Written from our farmhouse outside Iowa City on a snowy fall morning, November 12, 2019.
My first year officially producing live performance, we devised and mounted five shows. The Scooty and JoJo Show will live forever as one of the wildest, funnest, most satisfying ventures of my turns around this planet. Scooty just recently reminded me that we had been dreaming of this for a while - producing cabaret performance with my big-headed church puppets that I had saved from a Southern Baptist mission center in Detroit on our way moving from Seattle to New York City. You see, I met this charming man in Seattle just as I was coming out in my mid-20s. I wanted to party and let my hair down, having hidden in the shadows for most of my youth for fear of being found out and to maintain my abuser’s well-being. I wanted to get it out of my system so I wouldn’t have a midlife crisis later in life when there was more to lose. So, I was moving to New Orleans or New York City. The fact that I could have a guide and kick-around pal as fun as Scooty sealed the deal - to New York we go. And on the way across coasts, I reunited with my puppets. Maybe that was when I started plugging in the chords of my life, bringing me to this wholeness and this curiosity of how we might mend tears in our cultural fabric. But I digress.
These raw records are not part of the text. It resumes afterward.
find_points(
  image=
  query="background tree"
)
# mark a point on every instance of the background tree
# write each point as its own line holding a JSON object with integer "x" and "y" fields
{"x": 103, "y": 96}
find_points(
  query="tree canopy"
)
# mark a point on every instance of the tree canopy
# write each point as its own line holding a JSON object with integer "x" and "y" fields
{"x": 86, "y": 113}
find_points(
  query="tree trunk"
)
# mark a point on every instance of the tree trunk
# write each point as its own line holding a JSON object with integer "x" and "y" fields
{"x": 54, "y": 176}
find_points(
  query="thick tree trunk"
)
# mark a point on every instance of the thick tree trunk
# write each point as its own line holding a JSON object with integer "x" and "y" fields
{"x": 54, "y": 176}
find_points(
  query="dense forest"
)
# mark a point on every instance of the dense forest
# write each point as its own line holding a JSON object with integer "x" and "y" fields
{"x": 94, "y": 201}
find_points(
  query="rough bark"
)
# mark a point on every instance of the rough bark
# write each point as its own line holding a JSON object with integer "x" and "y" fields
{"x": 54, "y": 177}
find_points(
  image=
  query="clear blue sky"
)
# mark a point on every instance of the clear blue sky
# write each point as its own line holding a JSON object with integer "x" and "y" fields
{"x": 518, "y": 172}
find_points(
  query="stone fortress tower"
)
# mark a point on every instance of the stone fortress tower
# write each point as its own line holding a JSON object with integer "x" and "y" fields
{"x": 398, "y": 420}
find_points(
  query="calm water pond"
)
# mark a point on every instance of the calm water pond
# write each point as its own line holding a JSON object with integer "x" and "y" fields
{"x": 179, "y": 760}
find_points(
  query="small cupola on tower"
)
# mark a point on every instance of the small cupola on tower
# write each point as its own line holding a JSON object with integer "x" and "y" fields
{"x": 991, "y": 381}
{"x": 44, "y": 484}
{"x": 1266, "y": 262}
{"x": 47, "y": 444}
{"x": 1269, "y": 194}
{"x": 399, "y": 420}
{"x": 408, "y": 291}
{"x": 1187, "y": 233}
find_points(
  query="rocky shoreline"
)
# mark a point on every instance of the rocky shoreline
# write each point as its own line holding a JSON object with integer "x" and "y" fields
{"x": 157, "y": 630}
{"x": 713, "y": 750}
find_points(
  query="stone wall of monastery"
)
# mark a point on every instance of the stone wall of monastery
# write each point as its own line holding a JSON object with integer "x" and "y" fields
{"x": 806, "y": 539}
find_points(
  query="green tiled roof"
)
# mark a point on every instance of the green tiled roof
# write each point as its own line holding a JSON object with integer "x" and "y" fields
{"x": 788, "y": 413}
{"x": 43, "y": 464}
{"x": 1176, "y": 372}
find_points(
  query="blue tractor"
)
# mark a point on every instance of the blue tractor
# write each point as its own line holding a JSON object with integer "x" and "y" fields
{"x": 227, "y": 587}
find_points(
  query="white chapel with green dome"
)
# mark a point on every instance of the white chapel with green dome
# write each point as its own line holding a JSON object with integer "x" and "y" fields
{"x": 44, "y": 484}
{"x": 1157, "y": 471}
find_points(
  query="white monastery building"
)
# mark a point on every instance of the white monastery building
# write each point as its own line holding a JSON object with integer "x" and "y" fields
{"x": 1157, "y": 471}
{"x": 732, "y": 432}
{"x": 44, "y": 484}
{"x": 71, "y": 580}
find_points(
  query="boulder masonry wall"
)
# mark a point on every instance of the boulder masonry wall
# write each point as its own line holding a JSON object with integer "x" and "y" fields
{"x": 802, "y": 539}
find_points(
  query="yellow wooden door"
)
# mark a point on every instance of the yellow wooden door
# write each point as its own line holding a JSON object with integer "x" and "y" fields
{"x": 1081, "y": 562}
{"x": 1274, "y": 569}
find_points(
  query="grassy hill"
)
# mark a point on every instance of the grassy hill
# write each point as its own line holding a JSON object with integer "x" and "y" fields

The first year of The Scooty and JoJo Show, we made one storyline of Breakfast Club, Sixteen Candles, and Pretty in Pink, positioning Molly Ringwald as the star of the show and using the iconic songs from those movies as musical numbers. I got to play Ducky. As a big-headed church puppet. Scooty had written the book and included the scene in the record store where Ducky performs Otis Redding’s “Try a Little Tenderness” with his body. I was committed to pulling that off. I am of the school of puppetry where the puppeteer should be hidden and the puppet made to feel like a whole, sentient, unique being. That meant crouching while I danced, connecting both arm rods, and sliding across the floor. (One time, I slid right off the stage...and didn’t miss a beat.) Those were the days!
I was reminded of the joys and dream fulfillment those days represented. Scott’s show Packing opened in Chicago this last week. It’s his memoir piece of growing up queer in Iowa, moving away and not being from Iowa, then returning home. It’s an epic, beautiful testimony to the bravery, resilience, honesty, and integrity of my favorite artist, person, and husband. (The rest of my husbands are much too dull.) It was hard watching my husband get beaten and mocked. It was harder to hear the nasty voice in his head - the antagonist of the play. It hurt partly because it sounded like me at my most nasty. And I can be nasty. It was the first thing Scott asked of me in our relationship - to curb the anger and soften the tone.
Had I been more tender
Had I held him longer
Had I listened more deeply
And so, I set out to offer more tenderness - to Scooty to JoJo to my niblings to loved ones to clients to strangers to everyone. I want to help us remember that each of us could use a little more tenderness in our lives. I want to especially be in service to the youth who are misfits. The queerdos - creatives, queers, and weirdos. To the ones who feel so strongly they don’t fit that they wonder about their worthiness to be their natural, authentic, unique being. I want to surround them with angel networks of people who say, “Yes, you are so worth it that I want to stand behind, beside, or before you, whether you need back-up, a sidekick, or protection. You tell me what you want, and I will do what I can to be there for you.” I want to travel to the country, the city, and stop in the ‘burbs along the way. So many of us want to be there for these misfits and don’t know how. I want to figure out how to link people to those they care about and find consensual, mutually supportive systems. I want to help us be the sunlight from this poem by St Thomas Aquinas and presented by Daniel Ladinsky in “Love Poems from God.”
did the rose
ever open its heart
and give to this world all of its beauty?